Arkeologların çoğu teorisi de yanlış. Dinozorların 65 milyon yıl önce neslinin tükendiği ve eski kıtalar doğru değil. Gezegenimizin gerçek tarihiAtlantis ve Lemurya yoktu.

Önemli olayların ortaya çıktığı yerlerde, yıldız haritaları, belirli yıldızların ve takımyıldızlarının vurgulandığı projeksiyonun arka planına yansıtıldı. Şu anki yıldızlı gökyüzü ile karşılaştırırsanız, ne olduğunu kolayca öğrenebilirsiniz. Hologramın gösterdiği zaman periyodu çok uzun olmasına rağmen - yüz binlerce yıl, Dünya'nın eksen presesyon döngülerinin katları (yaklaşık 26 yıl), gösterilen döngülerin sayısını çıkararak kaydedilen olayları tarihlemek mümkündü. Bu sayede kompleksin 000 - 50 yıl önce Bucegi'de ne zaman inşa edildiğini tespit etmek mümkün oldu.

Beklenmeyen açıklamalar

Holografik projeksiyonlar tarafından sağlanan derslerin anlaşılması kolaydı, ama aynı zamanda "yıkıcıydı" çünkü bildiğimizden tamamen farklı bir tarih resmi sunuyorlardı. Mısır uygarlığı hakkındaki gerçeği ve piramitlerin nasıl inşa edildiğini gösterdiler. Ancak bu, Mısırbilimcilerin bize söylediklerinden çok farklıydı. İnsan uygarlığının nasıl yeniden inşa edildiğini ve daha sonra Avrupa, Asya ve Afrika'nın nasıl yerleştiğini açıklayan sel sırasında gerçekte ne olduğu aniden belli oldu. Tüm bu gerçekler, görünürdeki bilgisi, inancı ve baskın düşünce tarzıyla çağdaş insanlığa aktarılamayacak kadar şok ediciydi.

Hologramlar MS 5. yüzyıla kadar gelişmeleri ve olayları gösterdi. Salon yapımcıları 50 yıl önce geleceğe bakabiliyorlardı ya da daha büyük bir olasılıkla MS 000. yüzyıla kadar veritabanını güncelleme fırsatı buldular. 5. yüzyılın zaman sınırının neden olduğunu öğrenmek mümkün değil.

Dramatik görüntüler dizisi aynı zamanda İsa Mesih'in hayatını ve birçokları tarafından hala reddedilen çarmıha gerilmesini yansıtıyordu. O dönemde, İncil'de yazılanlardan daha da harika olan çok sayıda başka dikkate değer olay gerçekleşti. Projeksiyonlar ayrıca çarmıha gerilmede başka tarihsel dönemlerden insanların da bulunduğunu ortaya çıkardı.

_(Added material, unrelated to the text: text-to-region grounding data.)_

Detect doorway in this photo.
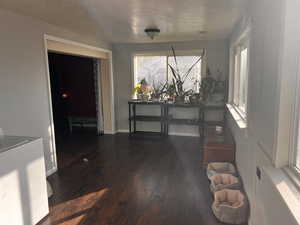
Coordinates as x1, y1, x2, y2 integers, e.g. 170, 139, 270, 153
48, 52, 103, 168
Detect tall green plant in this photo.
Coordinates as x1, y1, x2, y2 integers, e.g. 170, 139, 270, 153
168, 46, 205, 97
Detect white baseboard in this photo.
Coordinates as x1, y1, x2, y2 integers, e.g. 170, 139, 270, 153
117, 129, 199, 137
104, 130, 116, 135
168, 132, 200, 137
117, 129, 130, 133
46, 167, 57, 177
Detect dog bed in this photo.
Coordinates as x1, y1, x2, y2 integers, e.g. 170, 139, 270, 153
212, 189, 248, 224
207, 162, 236, 179
210, 174, 241, 193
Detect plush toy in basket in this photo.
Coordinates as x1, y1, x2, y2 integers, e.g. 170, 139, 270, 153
207, 162, 237, 179
210, 173, 241, 193
212, 189, 248, 224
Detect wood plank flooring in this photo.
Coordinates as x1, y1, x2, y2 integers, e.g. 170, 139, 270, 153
39, 133, 243, 225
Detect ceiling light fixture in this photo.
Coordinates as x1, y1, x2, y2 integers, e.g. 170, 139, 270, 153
144, 28, 160, 40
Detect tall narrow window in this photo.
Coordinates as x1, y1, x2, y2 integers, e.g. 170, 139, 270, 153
231, 40, 249, 118
239, 47, 248, 113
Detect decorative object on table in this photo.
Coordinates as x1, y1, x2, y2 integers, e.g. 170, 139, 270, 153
133, 78, 150, 101
212, 189, 248, 224
151, 82, 167, 101
207, 162, 237, 179
168, 46, 205, 103
209, 174, 241, 193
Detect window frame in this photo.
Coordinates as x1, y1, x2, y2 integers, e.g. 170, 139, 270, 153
289, 65, 300, 174
132, 50, 206, 92
229, 35, 250, 121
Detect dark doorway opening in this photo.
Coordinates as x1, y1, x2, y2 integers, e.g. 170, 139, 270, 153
48, 52, 101, 168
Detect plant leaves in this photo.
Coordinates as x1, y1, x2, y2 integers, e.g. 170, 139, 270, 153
182, 54, 203, 83
168, 64, 180, 81
171, 46, 180, 76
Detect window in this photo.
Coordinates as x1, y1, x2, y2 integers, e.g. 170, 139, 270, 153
293, 82, 300, 171
134, 56, 167, 88
231, 39, 249, 118
168, 56, 202, 91
134, 52, 203, 92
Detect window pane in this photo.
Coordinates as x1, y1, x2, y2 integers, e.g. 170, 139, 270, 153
233, 53, 240, 105
134, 56, 167, 87
168, 56, 201, 92
239, 48, 248, 113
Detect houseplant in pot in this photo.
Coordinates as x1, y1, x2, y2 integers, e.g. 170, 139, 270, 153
199, 67, 217, 103
151, 82, 167, 101
168, 46, 205, 103
133, 78, 150, 101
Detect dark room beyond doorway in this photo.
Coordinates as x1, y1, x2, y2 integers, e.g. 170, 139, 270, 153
48, 52, 102, 168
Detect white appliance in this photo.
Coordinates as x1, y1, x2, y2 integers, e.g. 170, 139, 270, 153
0, 136, 49, 225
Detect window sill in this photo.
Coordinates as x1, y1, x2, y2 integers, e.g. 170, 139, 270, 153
226, 103, 247, 129
264, 166, 300, 224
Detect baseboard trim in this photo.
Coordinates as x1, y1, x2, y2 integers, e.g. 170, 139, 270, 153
117, 129, 130, 133
168, 132, 200, 137
104, 130, 117, 135
116, 129, 199, 137
46, 167, 57, 177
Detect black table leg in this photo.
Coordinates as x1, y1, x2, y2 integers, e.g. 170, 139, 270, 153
129, 103, 132, 133
133, 104, 136, 133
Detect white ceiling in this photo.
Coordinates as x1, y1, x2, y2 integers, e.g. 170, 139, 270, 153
0, 0, 248, 43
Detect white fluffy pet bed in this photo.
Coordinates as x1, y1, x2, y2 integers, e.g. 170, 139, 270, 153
207, 162, 236, 179
210, 174, 241, 193
212, 189, 248, 224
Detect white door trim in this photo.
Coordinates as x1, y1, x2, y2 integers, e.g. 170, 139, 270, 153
43, 34, 115, 175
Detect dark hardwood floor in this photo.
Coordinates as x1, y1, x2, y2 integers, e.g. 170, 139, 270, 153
39, 133, 242, 225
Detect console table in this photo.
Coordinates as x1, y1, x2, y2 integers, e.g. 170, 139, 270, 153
128, 101, 165, 135
128, 100, 226, 136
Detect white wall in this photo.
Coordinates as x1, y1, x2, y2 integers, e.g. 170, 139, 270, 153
228, 0, 300, 224
113, 40, 229, 134
0, 8, 111, 174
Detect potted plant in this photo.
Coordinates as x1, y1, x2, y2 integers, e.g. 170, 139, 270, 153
133, 78, 150, 101
151, 82, 167, 101
168, 46, 205, 103
165, 83, 176, 102
199, 68, 217, 102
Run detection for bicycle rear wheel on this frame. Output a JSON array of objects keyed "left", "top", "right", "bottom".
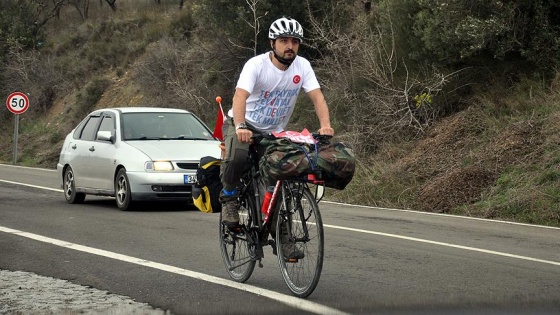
[
  {"left": 276, "top": 184, "right": 324, "bottom": 298},
  {"left": 219, "top": 193, "right": 257, "bottom": 282}
]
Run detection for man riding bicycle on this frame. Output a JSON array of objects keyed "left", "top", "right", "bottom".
[{"left": 220, "top": 17, "right": 334, "bottom": 259}]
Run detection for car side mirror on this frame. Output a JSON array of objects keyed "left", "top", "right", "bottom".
[{"left": 97, "top": 130, "right": 115, "bottom": 143}]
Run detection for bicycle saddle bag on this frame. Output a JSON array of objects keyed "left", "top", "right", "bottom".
[{"left": 193, "top": 156, "right": 223, "bottom": 213}]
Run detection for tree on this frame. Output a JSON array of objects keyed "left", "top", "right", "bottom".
[
  {"left": 104, "top": 0, "right": 116, "bottom": 11},
  {"left": 0, "top": 0, "right": 66, "bottom": 58},
  {"left": 154, "top": 0, "right": 187, "bottom": 10},
  {"left": 30, "top": 0, "right": 68, "bottom": 29},
  {"left": 411, "top": 0, "right": 560, "bottom": 72},
  {"left": 68, "top": 0, "right": 90, "bottom": 20}
]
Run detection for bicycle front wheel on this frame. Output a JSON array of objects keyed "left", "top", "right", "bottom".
[
  {"left": 276, "top": 184, "right": 324, "bottom": 298},
  {"left": 219, "top": 193, "right": 256, "bottom": 282}
]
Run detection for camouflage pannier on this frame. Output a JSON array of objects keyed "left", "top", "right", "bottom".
[
  {"left": 315, "top": 142, "right": 356, "bottom": 190},
  {"left": 259, "top": 137, "right": 355, "bottom": 190},
  {"left": 259, "top": 137, "right": 311, "bottom": 182}
]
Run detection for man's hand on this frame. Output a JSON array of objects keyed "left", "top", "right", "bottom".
[
  {"left": 318, "top": 126, "right": 334, "bottom": 136},
  {"left": 236, "top": 128, "right": 253, "bottom": 143}
]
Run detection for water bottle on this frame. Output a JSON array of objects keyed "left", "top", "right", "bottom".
[{"left": 261, "top": 186, "right": 275, "bottom": 220}]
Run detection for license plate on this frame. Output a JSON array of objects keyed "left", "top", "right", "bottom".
[{"left": 184, "top": 174, "right": 197, "bottom": 184}]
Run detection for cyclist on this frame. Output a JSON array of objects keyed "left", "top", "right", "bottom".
[{"left": 220, "top": 16, "right": 334, "bottom": 259}]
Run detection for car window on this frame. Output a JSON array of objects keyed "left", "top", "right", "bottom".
[
  {"left": 97, "top": 115, "right": 115, "bottom": 140},
  {"left": 122, "top": 112, "right": 215, "bottom": 140},
  {"left": 72, "top": 116, "right": 90, "bottom": 139},
  {"left": 79, "top": 116, "right": 101, "bottom": 141}
]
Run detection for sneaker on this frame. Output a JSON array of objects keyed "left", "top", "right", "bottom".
[
  {"left": 221, "top": 200, "right": 240, "bottom": 228},
  {"left": 282, "top": 241, "right": 305, "bottom": 260}
]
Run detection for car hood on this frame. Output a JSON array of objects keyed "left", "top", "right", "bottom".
[{"left": 127, "top": 140, "right": 221, "bottom": 161}]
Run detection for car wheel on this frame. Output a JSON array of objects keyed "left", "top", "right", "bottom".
[
  {"left": 64, "top": 166, "right": 85, "bottom": 204},
  {"left": 115, "top": 168, "right": 134, "bottom": 211}
]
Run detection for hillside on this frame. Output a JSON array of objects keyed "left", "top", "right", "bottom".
[{"left": 1, "top": 1, "right": 559, "bottom": 227}]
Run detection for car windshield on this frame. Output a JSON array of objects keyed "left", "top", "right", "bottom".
[{"left": 122, "top": 112, "right": 215, "bottom": 141}]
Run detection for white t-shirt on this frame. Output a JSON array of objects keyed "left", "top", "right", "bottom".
[{"left": 229, "top": 52, "right": 321, "bottom": 133}]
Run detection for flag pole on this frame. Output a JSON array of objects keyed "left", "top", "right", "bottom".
[{"left": 214, "top": 96, "right": 226, "bottom": 159}]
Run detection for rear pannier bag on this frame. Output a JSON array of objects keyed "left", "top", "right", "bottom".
[
  {"left": 192, "top": 156, "right": 222, "bottom": 213},
  {"left": 259, "top": 138, "right": 356, "bottom": 190},
  {"left": 315, "top": 142, "right": 356, "bottom": 190}
]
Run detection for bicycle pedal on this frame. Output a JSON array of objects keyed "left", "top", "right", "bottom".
[{"left": 284, "top": 258, "right": 299, "bottom": 263}]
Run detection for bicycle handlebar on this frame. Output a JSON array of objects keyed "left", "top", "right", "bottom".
[
  {"left": 250, "top": 130, "right": 332, "bottom": 145},
  {"left": 311, "top": 133, "right": 332, "bottom": 145}
]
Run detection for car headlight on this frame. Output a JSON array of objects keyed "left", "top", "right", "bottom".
[{"left": 145, "top": 161, "right": 174, "bottom": 171}]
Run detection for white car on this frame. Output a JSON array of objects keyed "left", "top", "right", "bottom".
[{"left": 56, "top": 107, "right": 222, "bottom": 210}]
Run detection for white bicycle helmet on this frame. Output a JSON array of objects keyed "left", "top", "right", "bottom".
[{"left": 268, "top": 17, "right": 303, "bottom": 41}]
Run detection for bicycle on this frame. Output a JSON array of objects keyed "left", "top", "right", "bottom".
[{"left": 219, "top": 131, "right": 329, "bottom": 298}]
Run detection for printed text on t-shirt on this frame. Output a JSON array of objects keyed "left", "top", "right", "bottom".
[{"left": 248, "top": 87, "right": 299, "bottom": 125}]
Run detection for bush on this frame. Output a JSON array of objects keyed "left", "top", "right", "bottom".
[
  {"left": 133, "top": 37, "right": 235, "bottom": 124},
  {"left": 0, "top": 0, "right": 44, "bottom": 61},
  {"left": 303, "top": 8, "right": 463, "bottom": 153},
  {"left": 75, "top": 77, "right": 112, "bottom": 118},
  {"left": 0, "top": 45, "right": 64, "bottom": 115},
  {"left": 411, "top": 0, "right": 560, "bottom": 72}
]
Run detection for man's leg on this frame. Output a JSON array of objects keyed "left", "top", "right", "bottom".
[
  {"left": 220, "top": 119, "right": 250, "bottom": 228},
  {"left": 279, "top": 216, "right": 305, "bottom": 260}
]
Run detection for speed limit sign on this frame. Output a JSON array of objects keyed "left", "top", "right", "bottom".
[{"left": 6, "top": 92, "right": 30, "bottom": 115}]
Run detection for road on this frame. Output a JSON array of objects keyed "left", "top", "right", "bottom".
[{"left": 1, "top": 163, "right": 559, "bottom": 314}]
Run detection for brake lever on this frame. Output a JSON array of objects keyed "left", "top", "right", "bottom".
[
  {"left": 250, "top": 132, "right": 274, "bottom": 144},
  {"left": 312, "top": 133, "right": 332, "bottom": 145}
]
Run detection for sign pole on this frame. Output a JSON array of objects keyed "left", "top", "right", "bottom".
[
  {"left": 13, "top": 115, "right": 19, "bottom": 164},
  {"left": 6, "top": 92, "right": 30, "bottom": 165}
]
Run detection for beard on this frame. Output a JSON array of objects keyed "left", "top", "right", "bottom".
[
  {"left": 279, "top": 50, "right": 296, "bottom": 61},
  {"left": 273, "top": 49, "right": 296, "bottom": 66}
]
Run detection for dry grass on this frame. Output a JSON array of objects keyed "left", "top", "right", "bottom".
[{"left": 327, "top": 75, "right": 560, "bottom": 227}]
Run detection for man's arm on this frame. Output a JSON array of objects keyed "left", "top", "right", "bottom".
[
  {"left": 232, "top": 88, "right": 253, "bottom": 143},
  {"left": 307, "top": 88, "right": 334, "bottom": 135},
  {"left": 232, "top": 88, "right": 249, "bottom": 125}
]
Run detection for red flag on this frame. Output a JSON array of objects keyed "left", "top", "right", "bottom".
[{"left": 212, "top": 96, "right": 226, "bottom": 141}]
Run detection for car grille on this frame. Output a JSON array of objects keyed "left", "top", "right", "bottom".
[{"left": 176, "top": 163, "right": 198, "bottom": 170}]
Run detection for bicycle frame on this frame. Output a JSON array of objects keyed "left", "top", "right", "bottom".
[{"left": 220, "top": 131, "right": 327, "bottom": 297}]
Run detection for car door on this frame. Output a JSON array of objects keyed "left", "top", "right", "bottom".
[
  {"left": 70, "top": 114, "right": 102, "bottom": 189},
  {"left": 87, "top": 112, "right": 118, "bottom": 192}
]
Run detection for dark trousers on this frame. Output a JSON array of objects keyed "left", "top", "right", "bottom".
[{"left": 220, "top": 118, "right": 250, "bottom": 201}]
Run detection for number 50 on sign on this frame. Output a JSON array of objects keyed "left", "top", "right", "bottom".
[{"left": 6, "top": 92, "right": 30, "bottom": 115}]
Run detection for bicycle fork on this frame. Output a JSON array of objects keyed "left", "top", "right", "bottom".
[
  {"left": 282, "top": 184, "right": 312, "bottom": 245},
  {"left": 223, "top": 224, "right": 268, "bottom": 270}
]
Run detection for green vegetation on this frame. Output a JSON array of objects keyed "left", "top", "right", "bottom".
[{"left": 0, "top": 0, "right": 559, "bottom": 226}]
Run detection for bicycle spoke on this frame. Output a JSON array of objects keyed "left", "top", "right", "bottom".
[
  {"left": 277, "top": 184, "right": 324, "bottom": 298},
  {"left": 219, "top": 196, "right": 257, "bottom": 283}
]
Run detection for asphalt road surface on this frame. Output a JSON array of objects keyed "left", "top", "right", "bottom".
[{"left": 1, "top": 163, "right": 559, "bottom": 315}]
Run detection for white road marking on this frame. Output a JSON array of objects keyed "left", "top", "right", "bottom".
[
  {"left": 0, "top": 226, "right": 349, "bottom": 315},
  {"left": 324, "top": 224, "right": 560, "bottom": 267},
  {"left": 323, "top": 201, "right": 560, "bottom": 230},
  {"left": 0, "top": 179, "right": 62, "bottom": 192},
  {"left": 0, "top": 164, "right": 57, "bottom": 172}
]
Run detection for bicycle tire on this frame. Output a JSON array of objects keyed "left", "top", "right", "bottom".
[
  {"left": 219, "top": 190, "right": 257, "bottom": 282},
  {"left": 276, "top": 183, "right": 324, "bottom": 298}
]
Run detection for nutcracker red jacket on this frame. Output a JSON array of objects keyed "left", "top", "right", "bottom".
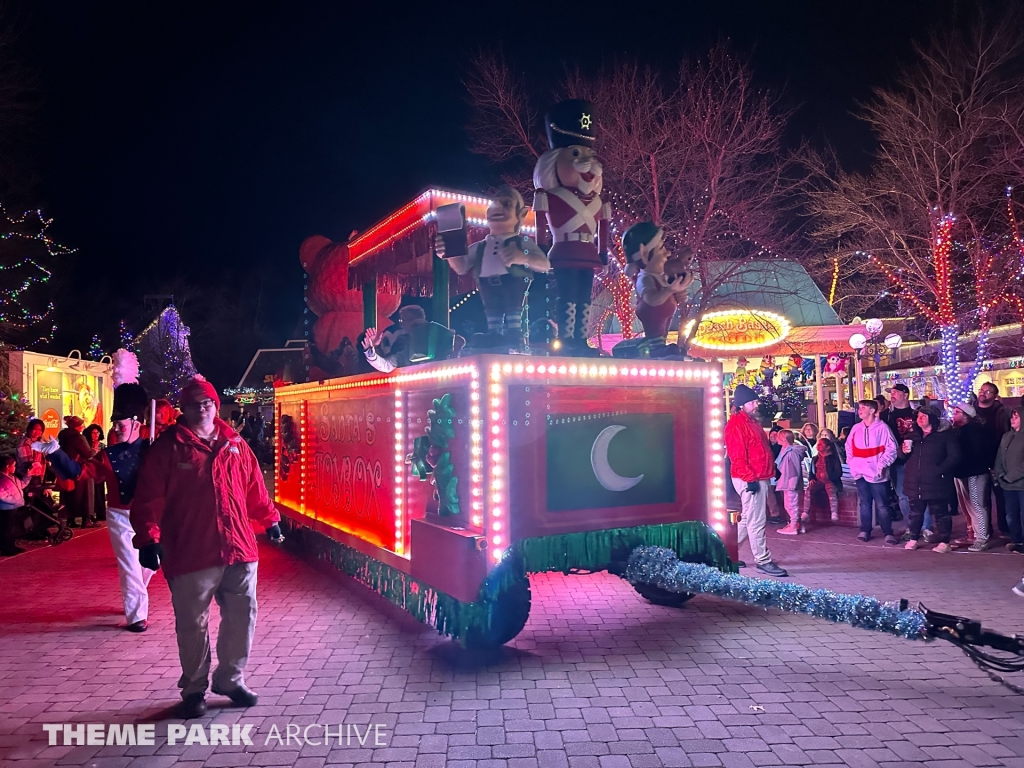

Hologramlar ayrıca özel olağanüstü varlıkların yaşamlarından ve onların "ilahi" yeteneklere sahip olan Dünya üzerindeki ruhsal görevlerinden bölümler de gösteriyordu. Bu varlıklar yaklaşık 18-20 yıl önce burada yaşadılar ve koşulları iyileştirmek için çalıştılar. O zamanlar, sosyal sistem ve insanlığın gezegendeki dağılımı bugün bildiklerimizden çok farklıydı. Arkeologlar, antropologlar ve tarihçiler, genel tarih kavramlarını ve yaklaşımlarını temelden değiştirmek zorunda kalacaklardı.

Kısa bir süre içinde, Konsey geçmişimiz hakkında o kadar çok önemli bilgi öğrendi ki, bunları kaydetmek ve tanımlamak yüzlerce sayfa alacaktı.